Glasgow Times

I GREW UP IN GLASGOW ‘Duncan Macrae taught my mother at school...’

- JOHN WILSON

Earliest memory of Glasgow?

I was born and grew up in a tenement room and kitchen one up, in Anderston, with my mum and dad, three brothers and two sisters. I have many memories from wartime, from age four to 10.

One evening the siren sounded and we headed for our air raid shelter below the tenements. A couple of hours later, there was an almighty bang. Enemy planes had dropped a landmine on the munitions factory on Finnieston Street which made bullet cases for rifles.

These empty cases were strewn all over Finnieston and Anderston for months on end. My pals and I used to stuff our pockets full of them.

They were useful for so many games (using for cash when playing cards, for example, or lining up on a wall to see who could knock down the most.) Describe your house: My parents slept in a recess bed in the kitchen and we slept in two double beds head to toe…my father also bred canaries, who lived in four cages screwed to the wall of our bedroom.

What school did you go to? Our windows faced the boys’ gate of Finnieston Primary, which all of us kids and my mum attended.

My mum’s first teacher was Duncan Macrae, famous for Whisky Galore. A famous pupil was Gordon Jackson who starred in many films and TV series I remember one day after school being sent to the chemist by my mother for some ‘Ipecacuanh­a Wine’ – an old tonic.

I couldn’t pronounce so the chemist sent me home to ask my mother to write it down, and by the time I got back, after stopping to blether to my pals on the way, he had shut for the night.
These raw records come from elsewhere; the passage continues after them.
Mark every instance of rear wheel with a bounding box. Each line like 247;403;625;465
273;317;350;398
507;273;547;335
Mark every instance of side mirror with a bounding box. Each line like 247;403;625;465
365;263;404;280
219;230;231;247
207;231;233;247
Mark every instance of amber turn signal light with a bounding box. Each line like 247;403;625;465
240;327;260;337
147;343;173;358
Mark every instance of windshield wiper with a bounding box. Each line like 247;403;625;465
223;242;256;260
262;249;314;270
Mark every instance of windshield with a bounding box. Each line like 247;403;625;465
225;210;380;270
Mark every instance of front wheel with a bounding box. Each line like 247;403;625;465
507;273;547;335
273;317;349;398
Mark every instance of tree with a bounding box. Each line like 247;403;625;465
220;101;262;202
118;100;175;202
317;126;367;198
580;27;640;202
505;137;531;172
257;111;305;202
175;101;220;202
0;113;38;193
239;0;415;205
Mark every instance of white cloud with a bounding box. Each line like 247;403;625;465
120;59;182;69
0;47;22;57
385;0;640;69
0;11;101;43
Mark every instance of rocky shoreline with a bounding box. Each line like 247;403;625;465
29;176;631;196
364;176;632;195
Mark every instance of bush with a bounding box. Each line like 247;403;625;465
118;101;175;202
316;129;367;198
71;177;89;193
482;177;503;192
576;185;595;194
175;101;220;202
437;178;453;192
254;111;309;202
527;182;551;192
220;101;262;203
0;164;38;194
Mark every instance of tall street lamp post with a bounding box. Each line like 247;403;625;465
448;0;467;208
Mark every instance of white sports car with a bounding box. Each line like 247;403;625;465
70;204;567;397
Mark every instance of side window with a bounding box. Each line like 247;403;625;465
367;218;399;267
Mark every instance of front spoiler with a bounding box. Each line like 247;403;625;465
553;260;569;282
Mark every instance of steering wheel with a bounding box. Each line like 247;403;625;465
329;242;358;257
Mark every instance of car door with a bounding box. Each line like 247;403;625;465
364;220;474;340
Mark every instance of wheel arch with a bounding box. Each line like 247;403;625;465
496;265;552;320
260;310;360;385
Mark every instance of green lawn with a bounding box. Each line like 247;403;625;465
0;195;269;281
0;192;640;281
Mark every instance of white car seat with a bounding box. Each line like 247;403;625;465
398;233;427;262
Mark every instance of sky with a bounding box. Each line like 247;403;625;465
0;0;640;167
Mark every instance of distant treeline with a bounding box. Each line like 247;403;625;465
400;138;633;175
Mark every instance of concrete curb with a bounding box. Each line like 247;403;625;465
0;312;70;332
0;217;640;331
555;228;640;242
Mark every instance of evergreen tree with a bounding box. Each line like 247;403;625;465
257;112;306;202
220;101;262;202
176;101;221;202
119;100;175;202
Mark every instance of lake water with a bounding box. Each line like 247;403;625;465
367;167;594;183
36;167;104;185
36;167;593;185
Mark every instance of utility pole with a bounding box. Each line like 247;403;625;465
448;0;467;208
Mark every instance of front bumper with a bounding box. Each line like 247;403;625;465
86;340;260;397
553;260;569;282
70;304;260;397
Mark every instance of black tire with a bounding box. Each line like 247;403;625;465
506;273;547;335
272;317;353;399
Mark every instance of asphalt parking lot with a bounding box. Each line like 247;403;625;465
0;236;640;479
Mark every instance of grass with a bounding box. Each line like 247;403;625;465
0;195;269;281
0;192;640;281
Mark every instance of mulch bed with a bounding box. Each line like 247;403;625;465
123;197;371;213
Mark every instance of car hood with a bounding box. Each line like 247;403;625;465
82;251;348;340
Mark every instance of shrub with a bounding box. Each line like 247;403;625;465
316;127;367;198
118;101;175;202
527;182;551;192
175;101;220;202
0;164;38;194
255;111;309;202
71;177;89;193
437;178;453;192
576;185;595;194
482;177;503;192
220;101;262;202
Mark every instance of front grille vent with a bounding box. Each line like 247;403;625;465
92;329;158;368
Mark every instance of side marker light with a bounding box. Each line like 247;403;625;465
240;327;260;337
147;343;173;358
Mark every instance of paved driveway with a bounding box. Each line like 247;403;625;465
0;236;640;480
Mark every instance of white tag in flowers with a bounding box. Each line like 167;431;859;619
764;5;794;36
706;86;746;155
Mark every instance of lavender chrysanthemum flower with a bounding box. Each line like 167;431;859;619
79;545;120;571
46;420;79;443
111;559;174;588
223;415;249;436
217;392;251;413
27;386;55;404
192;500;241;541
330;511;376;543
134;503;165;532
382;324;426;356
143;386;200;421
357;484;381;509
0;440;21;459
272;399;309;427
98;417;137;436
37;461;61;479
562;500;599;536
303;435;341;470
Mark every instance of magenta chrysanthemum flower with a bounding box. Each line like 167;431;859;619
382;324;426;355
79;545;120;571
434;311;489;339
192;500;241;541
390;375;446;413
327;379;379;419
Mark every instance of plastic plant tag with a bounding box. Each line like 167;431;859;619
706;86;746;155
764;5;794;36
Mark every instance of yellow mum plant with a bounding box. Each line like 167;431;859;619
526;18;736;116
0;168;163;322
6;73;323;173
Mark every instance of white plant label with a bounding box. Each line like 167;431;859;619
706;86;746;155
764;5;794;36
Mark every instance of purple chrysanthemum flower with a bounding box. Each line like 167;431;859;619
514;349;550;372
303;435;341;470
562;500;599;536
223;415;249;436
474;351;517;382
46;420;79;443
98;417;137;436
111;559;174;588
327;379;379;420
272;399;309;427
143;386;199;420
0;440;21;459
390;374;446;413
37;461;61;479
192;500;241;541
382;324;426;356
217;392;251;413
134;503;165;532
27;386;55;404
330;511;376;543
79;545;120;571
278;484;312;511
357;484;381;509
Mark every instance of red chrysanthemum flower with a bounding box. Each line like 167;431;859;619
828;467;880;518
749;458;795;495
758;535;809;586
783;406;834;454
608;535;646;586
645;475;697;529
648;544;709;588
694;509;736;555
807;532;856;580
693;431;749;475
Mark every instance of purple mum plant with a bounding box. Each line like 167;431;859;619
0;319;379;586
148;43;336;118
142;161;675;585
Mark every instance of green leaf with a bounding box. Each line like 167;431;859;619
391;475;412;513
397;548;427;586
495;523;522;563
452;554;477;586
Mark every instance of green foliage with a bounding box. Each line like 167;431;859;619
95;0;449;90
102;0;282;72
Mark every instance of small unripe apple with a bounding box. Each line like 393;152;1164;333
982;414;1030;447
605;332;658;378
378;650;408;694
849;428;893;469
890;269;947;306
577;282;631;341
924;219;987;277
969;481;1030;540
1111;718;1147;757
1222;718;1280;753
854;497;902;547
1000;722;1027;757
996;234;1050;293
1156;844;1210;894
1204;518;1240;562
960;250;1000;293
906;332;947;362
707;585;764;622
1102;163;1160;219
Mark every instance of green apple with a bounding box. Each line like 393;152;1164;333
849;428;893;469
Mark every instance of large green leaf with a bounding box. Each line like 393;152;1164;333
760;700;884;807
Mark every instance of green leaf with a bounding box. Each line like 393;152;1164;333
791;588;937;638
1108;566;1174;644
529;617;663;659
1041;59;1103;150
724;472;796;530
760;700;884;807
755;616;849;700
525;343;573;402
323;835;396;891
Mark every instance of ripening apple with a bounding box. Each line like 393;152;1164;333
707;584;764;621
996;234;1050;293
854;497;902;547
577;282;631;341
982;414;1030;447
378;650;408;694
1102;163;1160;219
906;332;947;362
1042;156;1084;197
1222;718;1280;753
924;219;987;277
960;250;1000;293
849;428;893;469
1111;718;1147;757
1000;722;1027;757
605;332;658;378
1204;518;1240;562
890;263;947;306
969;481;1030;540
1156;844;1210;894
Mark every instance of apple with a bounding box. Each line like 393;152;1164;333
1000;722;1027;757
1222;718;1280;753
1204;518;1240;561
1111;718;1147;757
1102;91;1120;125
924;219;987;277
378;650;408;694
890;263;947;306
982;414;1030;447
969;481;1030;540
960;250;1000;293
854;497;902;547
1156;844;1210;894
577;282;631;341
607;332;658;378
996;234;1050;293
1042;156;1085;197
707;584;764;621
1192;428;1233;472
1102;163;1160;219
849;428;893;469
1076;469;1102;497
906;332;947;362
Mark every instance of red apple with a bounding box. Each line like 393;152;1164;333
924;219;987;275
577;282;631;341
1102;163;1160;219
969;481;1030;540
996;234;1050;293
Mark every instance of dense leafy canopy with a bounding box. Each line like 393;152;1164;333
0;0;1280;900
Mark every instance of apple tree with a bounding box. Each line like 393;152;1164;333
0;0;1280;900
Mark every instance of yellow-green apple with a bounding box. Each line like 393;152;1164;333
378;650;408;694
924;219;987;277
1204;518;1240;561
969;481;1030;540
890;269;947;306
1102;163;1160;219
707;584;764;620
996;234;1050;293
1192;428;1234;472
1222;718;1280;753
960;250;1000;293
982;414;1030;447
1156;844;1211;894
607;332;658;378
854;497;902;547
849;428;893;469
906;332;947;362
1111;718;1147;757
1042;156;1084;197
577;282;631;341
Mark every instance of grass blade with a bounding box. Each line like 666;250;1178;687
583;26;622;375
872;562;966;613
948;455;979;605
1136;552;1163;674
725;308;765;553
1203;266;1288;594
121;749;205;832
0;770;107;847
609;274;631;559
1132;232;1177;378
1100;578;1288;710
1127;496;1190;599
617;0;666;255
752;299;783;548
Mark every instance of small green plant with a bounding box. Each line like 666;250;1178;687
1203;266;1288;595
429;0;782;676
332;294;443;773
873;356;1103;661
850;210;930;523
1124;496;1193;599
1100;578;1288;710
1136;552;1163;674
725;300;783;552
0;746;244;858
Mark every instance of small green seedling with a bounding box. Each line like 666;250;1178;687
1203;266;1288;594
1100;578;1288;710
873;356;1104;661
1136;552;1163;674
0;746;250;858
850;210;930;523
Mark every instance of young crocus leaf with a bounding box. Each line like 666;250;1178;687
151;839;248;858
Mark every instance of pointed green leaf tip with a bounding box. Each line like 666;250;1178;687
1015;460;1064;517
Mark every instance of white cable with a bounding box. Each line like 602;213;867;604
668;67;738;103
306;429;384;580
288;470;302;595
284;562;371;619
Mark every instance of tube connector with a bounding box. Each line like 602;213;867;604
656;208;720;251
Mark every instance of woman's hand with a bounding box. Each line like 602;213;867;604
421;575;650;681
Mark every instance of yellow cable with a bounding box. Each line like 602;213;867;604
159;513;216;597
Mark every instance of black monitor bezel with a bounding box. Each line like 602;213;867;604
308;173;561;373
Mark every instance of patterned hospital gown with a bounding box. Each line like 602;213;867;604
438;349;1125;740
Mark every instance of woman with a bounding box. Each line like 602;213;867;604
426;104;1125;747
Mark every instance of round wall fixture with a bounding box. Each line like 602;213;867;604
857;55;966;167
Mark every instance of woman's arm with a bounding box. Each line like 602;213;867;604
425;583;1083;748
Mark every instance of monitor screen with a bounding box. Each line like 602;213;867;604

That was one slap on the lugs I did deserve… Happiest childhood memory: My uncle Freddy was a horse and cart driver, working all over Glasgow. I remember once, when I was about six years old, he took me on a Govan trip via the ‘Clyde Tunnel’ – but not the one we know today. Back then we had to go down a huge lift to a road built under the Clyde, and on the other side, came up again in another lift. The stations for the lift are now, of course, The Rotundas.